50 Cent's film opens in the US this month
The film mirrors the life of the rapper, real name Curtis James Jackson III, as a drug dealer who turns his back on a life of crime to pursue a career in the music business.
The row over the billboards has attracted much attention in the run-up to the film's red carpet premiere on Wednesday.
Some of the posters, showing 50 Cent holding a gun in his left hand and a microphone the other, were put in areas of LA battling to bring gang violence under control.
"People need to realise that what happens here in Los Angeles is sometimes exaggerated," said Najee Ali, a community activist.
"The majority of people here in LA are people, who work every day, who are not involved in gang banging or violence. The media focuses in on people like 50 Cent who exploit those images and give Los Angeles a bad reputation."
Ultimate media commodity
Paramount Pictures responded by taking down the billboards.
Everyone seemed to be happy at the outcome. The protestors applauded the decision while studio executives, no doubt, sat back and contemplated the value of all the free publicity.
"They are talking about it on media outlets I didn't have plans to market the movie to," said 50 Cent.
"They are helping me out."
The unexpected boost to the film's pre-release hype coincides with the culmination of a carefully orchestrated marketing campaign.
The rapper is the ultimate media commodity.
Activists staged a rally calling for the billboards to be removed
"One of the things that 50 Cent has achieved is this sort of media convergence where you have the video game and film and the album and the clothing line all happening at the same time," said Thomas DeFrantz, associate professor of music at the Massachusetts Institute of Technology.
"He was the first to put these four pieces together and I think we can expect other artists put together even more pieces."
50 Cent has gone much further than Eminem, who also managed to synchronise the release his autobiographical movie, 8 Mile, with an album of new material.
The next few weeks will also see the release of the video game 50 Cent: Bulletproof and 50 Cent: Refuse to Die, a DVD documentary about the rapper's life.

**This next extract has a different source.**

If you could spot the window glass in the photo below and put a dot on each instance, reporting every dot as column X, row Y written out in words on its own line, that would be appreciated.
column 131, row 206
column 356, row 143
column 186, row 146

Like Eminem, 50 Cent's film reflects his own life experience. It appears to be a recipe for commercial success.
"Hip hop was always about keeping it real," said professor DeFrantz.
"You're always trying to tell a story in the first person. What we're seeing now though is instead of a rhyme at a local performance or an album that comes out and makes some national waves, we're seeing this translated into an actual Hollywood film and a video game."
Responding to the Los Angeles billboard controversy, 50 Cent said it was ludicrous to single out his poster considering how action movies were routinely marketed.
"At the end of the day, those kids are going to see the film," he said.
The rapper implied that he was far more in tune with the realities of life on the street than some of the protestors objecting to his film.
"One of the things we often forget about gangster rappers is they are kids coming up from the real underbelly of American life," said professor DeFrantz.
Urban media mogul
"Nobody wants to actually live there and it's not a sort of badge of honour to have the life story be about being shot up, being incarcerated and being in gangs.
"He's going to tell a story through the movie but I'm sure emotionally he's going to have other stories he'd like to tell in Hollywood films."
50 Cent has the entertainment world eating out of his hand. He could go on to make more movies, seek out roles in television or, most likely, follow in the steps of Diddy as an urban media mogul.
Whatever the future has in store, 50 Cent has much riding on the success of Get Rich or Die Tryin'.
The rapper's expanding collection of spin-off products will help keep him alive in the public consciousness for a while, but it takes more than clever merchandising to sustain a career.
"People are either artists who want to make music and make headlines or they are really celebrities who are flash in the pan and grab as much (as they can) when that flash is hot," said professor DeFrantz.
"I think in future we'll see artists have a shorter and shorter window of opportunity for this sort of build-up and media convergence.
"If 50 Cent can sustain this kind of celebrity for a year or three I think that would be pretty impressive."